The “Hooves on the Ground” Approach to Bison Conservation

Photo by Pete Nuij on Unsplash

The "Hooves on the Ground” Approach to Bison Conservation

Bison expert Jeff Martin wears many hats: geologist, rancher, paleontologist, ecologist, and research director. Using his impressive background, he’s taking a “hooves on the ground” approach to bison conservation to restore herds throughout North America. 

Dr. Jeff Martin’s bison journey began on the ranch he grew up on in west central Wisconsin. His family purchased their first herd in 2001 after years of interest in the charismatic North American grazer. It was a small-scale operation, a family ranch. But he did not always plan to become an expert in bison research. “My mom still has some of my grade school assignments that ask, ‘What do you want to be when you grow up?’ I’m going to be a geologist,” he recalls. 

Jeff left the bison ranch to attend college at the South Dakota School of Mines & Technology, intending to fulfill his childhood ambitions in geology. While there, he decided to make some extra cash as a ranch hand. He got a job at one of the largest bison operations in the country, the 777 Ranch in South Dakota. Reflecting on the experience, Jeff says, “Small bison ranches versus large bison ranches are operated and run in completely different ways. I did learn the breadth of scale of how you could do bison ranching right.” 

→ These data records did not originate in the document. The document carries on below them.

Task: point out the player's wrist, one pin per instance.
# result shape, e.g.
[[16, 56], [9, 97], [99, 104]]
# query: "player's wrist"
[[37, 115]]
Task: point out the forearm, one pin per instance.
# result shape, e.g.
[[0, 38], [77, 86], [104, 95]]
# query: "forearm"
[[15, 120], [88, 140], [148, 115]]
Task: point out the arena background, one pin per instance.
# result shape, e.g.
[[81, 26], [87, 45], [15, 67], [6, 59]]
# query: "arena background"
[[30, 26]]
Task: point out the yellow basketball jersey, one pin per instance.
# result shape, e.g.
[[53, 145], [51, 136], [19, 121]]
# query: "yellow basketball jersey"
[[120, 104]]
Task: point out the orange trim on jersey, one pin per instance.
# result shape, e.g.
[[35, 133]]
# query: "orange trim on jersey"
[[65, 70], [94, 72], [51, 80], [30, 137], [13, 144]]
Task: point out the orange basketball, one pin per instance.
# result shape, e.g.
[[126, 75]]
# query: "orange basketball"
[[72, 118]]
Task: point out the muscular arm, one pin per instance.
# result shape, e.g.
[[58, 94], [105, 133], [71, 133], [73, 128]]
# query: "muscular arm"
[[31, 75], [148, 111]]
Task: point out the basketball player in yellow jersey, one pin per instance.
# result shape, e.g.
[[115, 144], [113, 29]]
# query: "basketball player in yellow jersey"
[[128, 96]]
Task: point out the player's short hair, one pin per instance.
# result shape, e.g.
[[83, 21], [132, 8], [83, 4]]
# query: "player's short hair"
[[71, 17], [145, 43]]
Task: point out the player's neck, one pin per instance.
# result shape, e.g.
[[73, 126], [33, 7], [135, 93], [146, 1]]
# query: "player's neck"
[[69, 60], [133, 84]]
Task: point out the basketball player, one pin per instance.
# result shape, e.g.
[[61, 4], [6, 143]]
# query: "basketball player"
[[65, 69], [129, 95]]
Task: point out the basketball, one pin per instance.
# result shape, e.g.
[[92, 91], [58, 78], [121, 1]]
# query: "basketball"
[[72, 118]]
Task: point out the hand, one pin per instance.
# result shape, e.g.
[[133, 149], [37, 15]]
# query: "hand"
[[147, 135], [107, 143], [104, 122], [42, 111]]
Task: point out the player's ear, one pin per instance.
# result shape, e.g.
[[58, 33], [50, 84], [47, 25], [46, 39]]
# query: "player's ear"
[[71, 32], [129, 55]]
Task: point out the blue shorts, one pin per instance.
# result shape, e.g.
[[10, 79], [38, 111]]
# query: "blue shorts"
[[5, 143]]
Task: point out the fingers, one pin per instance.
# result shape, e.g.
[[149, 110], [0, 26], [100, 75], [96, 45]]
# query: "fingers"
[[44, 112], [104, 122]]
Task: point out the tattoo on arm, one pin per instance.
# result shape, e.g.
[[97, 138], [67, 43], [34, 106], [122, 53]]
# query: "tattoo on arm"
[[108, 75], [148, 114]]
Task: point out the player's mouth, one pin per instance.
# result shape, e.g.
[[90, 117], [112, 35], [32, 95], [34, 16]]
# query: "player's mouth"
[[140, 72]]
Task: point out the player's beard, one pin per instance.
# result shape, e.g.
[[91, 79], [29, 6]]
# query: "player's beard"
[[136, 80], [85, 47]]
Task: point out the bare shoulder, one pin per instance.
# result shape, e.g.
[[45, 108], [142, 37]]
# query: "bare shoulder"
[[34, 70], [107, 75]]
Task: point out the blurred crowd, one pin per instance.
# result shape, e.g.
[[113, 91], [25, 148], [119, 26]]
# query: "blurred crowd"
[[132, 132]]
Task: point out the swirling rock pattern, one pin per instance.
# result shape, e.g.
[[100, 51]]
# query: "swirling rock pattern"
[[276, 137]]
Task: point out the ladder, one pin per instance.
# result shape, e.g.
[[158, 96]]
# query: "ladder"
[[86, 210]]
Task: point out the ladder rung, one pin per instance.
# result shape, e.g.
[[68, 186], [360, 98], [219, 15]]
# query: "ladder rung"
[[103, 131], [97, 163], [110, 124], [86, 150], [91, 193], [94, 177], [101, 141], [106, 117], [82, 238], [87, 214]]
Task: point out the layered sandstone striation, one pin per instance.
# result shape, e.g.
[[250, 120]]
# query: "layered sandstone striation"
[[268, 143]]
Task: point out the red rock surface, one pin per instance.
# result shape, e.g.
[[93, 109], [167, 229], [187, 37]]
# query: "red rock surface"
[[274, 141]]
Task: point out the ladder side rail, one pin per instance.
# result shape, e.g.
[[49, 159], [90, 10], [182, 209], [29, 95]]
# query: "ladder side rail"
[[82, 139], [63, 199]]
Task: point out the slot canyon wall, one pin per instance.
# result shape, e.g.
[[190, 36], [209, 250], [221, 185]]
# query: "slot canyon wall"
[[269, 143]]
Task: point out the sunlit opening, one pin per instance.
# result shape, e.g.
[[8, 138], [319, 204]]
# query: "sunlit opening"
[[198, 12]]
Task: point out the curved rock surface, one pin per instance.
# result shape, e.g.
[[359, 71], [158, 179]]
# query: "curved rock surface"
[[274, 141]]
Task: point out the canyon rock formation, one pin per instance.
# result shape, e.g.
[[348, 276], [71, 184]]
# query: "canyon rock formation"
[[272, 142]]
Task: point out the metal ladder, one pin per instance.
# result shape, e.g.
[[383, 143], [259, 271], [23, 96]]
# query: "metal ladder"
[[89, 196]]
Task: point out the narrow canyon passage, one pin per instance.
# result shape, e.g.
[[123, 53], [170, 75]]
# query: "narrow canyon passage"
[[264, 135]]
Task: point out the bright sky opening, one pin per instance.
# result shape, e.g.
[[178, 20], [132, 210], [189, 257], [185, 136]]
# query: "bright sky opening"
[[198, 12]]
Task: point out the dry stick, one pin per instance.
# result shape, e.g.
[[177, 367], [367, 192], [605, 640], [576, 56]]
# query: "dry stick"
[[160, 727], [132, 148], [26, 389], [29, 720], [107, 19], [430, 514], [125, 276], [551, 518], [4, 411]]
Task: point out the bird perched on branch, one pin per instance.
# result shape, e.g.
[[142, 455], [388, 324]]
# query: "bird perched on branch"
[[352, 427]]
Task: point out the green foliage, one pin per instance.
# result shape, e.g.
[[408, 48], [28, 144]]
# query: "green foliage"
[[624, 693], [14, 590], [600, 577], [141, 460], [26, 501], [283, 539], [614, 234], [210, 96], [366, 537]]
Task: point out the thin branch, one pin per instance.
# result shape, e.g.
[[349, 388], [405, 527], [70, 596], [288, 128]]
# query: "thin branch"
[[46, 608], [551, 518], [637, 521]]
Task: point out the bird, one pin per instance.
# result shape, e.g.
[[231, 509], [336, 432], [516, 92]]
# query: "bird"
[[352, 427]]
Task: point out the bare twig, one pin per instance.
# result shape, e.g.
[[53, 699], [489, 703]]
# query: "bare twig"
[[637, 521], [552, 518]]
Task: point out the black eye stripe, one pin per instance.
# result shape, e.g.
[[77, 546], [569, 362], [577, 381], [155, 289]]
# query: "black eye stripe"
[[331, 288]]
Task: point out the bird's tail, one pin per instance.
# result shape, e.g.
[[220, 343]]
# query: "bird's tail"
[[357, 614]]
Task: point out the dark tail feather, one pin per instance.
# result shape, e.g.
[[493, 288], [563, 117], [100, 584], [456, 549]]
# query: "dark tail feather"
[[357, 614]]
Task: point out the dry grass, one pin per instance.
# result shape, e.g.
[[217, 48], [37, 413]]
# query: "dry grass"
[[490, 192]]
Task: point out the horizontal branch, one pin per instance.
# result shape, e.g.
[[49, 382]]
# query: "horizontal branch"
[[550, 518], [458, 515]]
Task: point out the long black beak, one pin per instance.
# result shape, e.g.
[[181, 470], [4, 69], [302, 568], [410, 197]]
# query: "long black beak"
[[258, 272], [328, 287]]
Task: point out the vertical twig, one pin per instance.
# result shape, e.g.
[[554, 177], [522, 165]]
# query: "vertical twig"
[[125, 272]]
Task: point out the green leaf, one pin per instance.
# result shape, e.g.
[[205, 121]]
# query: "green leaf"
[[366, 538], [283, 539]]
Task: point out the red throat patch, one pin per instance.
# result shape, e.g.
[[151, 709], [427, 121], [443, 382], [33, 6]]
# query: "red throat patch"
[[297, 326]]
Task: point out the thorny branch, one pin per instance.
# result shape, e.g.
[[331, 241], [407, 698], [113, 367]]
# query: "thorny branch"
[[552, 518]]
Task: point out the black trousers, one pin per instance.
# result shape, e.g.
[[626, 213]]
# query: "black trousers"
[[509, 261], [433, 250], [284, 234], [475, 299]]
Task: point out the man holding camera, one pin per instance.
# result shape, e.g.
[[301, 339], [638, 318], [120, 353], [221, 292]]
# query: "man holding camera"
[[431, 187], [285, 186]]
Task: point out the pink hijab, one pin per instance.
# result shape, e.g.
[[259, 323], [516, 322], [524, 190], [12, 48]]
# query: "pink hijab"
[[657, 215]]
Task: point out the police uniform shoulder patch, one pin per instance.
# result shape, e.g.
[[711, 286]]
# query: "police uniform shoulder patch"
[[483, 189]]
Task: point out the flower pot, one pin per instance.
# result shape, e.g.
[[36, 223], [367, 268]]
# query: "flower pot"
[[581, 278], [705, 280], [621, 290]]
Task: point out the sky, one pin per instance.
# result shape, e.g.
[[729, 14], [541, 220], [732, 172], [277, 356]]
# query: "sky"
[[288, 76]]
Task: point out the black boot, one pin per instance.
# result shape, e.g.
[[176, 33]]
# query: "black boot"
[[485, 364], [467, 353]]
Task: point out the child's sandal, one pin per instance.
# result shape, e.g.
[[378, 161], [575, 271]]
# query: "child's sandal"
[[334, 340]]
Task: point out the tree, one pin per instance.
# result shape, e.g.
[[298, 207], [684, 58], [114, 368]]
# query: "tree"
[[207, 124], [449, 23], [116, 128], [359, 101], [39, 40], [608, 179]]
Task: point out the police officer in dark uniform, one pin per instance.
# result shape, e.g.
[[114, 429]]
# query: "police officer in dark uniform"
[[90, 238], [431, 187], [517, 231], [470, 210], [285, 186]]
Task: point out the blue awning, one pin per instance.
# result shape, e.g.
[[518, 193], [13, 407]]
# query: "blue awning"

After college, Jeff moved on to graduate school to study paleontology, specifically the ancient, now-extinct species of bison that roamed North America eons ago and gave rise to bison we see today. The fossil record shows bison adapted through the ice ages. This process continues today as modern bison adapt to a changing climate. To cap off his outstanding bison-focused resume, Jeff received a Ph.D. in Wildlife Science from Texas A&M University in 2020.  

Today, Jeff is the Director of Research at the Center of Excellence for Bison Studies (BisonCOE) at South Dakota State University, the world’s only research program explicitly focused on bison. “The main goal of my research and Extension program is to identify the drivers and consequences of body size change in bison,” he says. “How have these animals been adapting over the last millennia and several millennia? And how may that progress in the future with climate as a primary driver?”  

In addition to biology, Jeff’s research addresses the role of economics and markets in bison conservation and restoration. Consumers are beginning to demand products that contribute to a healthier planet. Bison have exciting potential to meet this demand and contribute to sustainable food systems in North America. South Dakota State recently received an $80 million Climate Smart Commodities Initiative Grant from the U.S. Department of Agriculture. This grant will help Jeff and his research team identify, verify, and promote bison meat as a product that helps mitigate climate change, boost biodiversity, and support grassland ecosystem function.  

The bison management landscape is varied and diverse. It includes private livestock herds, publicly held wildlife herds, environmental non-profit conservation herds, and cultural herds stewarded by Indigenous peoples. Jeff’s applied research helps bison managers make the best decisions for their herds. In 2021, Jeff coined the term “Bison Management System” to describe how these different sectors interact. “Bison are the only species on the planet managed in all these different sectors,” he says. “Bison management blends wildlife conservation and livestock production.” 

Supporting and advancing research on the Bison Management System will enrich ecosystems and livelihoods across North America. Jeff and his team at the Bison COE are at the forefront of bison repopulation research. Restoring herds of bison will build food sovereignty on Native American reservations, help native plant and animal species flourish, and create a resilient grazing regime in the face of climate change. But there is still plenty of work to be done—bison currently only occupy less than 1 percent of their historical range.  

Despite this fact, Jeff is confident that the future of bison in North America is bright: “Bison are creating a conservation pathway for themselves as they did over 100 years ago to spur the conservation movement with President Theodore Roosevelt. It’s that charisma that follows their truly impressive and almost menacing size. You can literally feel the ground shake when you’re near them as they walk.”